Anonyme En Avril, 2018 (11:50 AM) 0 FansN°: 12
consulter les écrits sur l'érosion pour pouvoir parer à tous ces risques, et personnellement je peut pas gober les explications de ces ingénieurs :emoshoot: 
Anonyme En Avril, 2018 (13:48 PM) 0 FansN°: 13
OUSMANE SONKO EST L'HOMME DE LA SITUATION POUR RELEVER CE PAYS QUE CES CORROMPUS ONT COMPLETEMENT RUINE. Y’EN A MARRE DES HERITIERS WADIENS ET SOCIALISTES. NOS CARTES D'ELECTEURS C'EST LE VRAI COMBAT QUI VAILLE . DOYEN MODY NIANG DOIT VOIR UN JOURNALISTE QUI TRADUIT SES CHRONIQUES EN WOLOF CAR TROP BENEFIQUE POUR LE SENEGALAIS LAMBDA QUI N’EST PAS INSTRUIT. ALY NGOUILLE NDIAYE DEGAGE
Anonyme En Avril, 2018 (14:26 PM) 0 FansN°: 14
Tout ce long article pour montrer l"inutilité de la digue

Attendez la fin des travaux pour vous prononcer.La Banque mondiale vient d"accorder 15millions de$ .D'autres bailleurs ont également apporté leurs contributions,mais au Sénégal,les opposants calés dans leurs fauteuils ont comme sport favori le dénigrement

Malheureusement les élections ne se font pas dans les médias en particulier seneweb
Anonyme En Avril, 2018 (17:01 PM) 0 FansN°: 15
En tout cas, pour une fois, un article complet et bien écrit! Question: d'ou viennent ces autres journalistes!
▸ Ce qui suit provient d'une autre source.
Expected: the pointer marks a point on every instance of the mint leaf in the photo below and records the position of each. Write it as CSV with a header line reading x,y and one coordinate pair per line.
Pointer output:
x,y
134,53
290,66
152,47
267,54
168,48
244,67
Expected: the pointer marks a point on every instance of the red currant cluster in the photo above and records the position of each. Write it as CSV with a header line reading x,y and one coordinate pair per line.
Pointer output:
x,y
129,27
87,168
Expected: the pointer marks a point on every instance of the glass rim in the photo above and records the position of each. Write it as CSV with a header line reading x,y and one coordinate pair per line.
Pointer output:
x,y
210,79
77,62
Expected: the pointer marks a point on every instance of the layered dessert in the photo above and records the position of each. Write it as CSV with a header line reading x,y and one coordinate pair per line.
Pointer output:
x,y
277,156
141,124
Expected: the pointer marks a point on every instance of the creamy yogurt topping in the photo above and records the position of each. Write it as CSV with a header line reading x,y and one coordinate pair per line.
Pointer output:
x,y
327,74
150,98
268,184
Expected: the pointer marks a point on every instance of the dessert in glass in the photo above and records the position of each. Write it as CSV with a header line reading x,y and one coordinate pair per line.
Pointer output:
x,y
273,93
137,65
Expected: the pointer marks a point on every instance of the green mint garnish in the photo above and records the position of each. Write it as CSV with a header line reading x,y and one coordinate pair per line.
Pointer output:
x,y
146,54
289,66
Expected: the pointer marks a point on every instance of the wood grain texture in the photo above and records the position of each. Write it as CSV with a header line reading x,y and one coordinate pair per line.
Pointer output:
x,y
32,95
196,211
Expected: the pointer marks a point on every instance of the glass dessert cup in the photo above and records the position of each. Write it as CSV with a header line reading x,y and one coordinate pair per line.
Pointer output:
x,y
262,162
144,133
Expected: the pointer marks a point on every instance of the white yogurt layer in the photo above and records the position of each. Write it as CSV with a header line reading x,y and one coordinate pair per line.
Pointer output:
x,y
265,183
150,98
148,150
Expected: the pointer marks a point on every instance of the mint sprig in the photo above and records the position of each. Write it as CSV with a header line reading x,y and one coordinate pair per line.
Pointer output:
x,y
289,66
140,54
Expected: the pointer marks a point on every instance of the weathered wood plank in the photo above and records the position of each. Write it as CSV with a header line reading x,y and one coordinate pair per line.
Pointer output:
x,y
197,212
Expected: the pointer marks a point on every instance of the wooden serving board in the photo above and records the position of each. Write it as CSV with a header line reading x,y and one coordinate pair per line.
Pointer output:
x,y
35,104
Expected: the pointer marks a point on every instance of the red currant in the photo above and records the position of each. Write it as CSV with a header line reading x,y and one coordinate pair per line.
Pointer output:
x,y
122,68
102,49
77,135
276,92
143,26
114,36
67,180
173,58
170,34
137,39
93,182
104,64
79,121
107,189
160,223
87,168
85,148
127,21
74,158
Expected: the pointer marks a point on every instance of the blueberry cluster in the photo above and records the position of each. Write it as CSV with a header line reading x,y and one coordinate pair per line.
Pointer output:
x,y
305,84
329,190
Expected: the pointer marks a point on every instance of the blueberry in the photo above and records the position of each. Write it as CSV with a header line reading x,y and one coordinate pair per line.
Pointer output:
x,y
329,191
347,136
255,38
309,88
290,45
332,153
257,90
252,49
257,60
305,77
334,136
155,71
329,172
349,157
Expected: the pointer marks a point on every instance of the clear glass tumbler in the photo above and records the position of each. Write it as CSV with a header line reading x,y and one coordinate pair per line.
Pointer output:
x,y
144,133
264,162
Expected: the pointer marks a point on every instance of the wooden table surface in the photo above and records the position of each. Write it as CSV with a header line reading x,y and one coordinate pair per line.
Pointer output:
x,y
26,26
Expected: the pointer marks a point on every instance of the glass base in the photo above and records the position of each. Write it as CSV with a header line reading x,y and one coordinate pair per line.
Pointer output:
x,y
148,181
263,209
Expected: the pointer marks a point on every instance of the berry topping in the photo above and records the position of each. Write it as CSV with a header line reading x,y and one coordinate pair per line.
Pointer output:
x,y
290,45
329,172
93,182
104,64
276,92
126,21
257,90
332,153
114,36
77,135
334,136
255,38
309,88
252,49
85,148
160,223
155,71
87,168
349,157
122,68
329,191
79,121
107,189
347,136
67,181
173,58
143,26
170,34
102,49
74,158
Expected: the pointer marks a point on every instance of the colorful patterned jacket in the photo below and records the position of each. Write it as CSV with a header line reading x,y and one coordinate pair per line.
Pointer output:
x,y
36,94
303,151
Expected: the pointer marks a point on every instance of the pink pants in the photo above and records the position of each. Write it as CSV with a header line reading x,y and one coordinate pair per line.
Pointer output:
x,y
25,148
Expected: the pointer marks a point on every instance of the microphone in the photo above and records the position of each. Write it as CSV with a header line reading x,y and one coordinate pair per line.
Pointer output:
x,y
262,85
Anonyme En Avril, 2018 (17:23 PM) 0 FansN°: 16
une digue avec des sacs ???  :xaxataay:  :xaxataay:  :xaxataay:  :xaxataay: 
Anonyme En Avril, 2018 (17:31 PM) 0 FansN°: 17
Comment peut-on espérer freiner la mer par une digue. Il faut juste voir côté mosquée divinité et mamelle comment mes quelques bloc éparpillés à une certaine distance de la plage ont permis de ralentir l'érosion. La houle s'encastre sur les rochers avant de continuer paisible sa course sans force.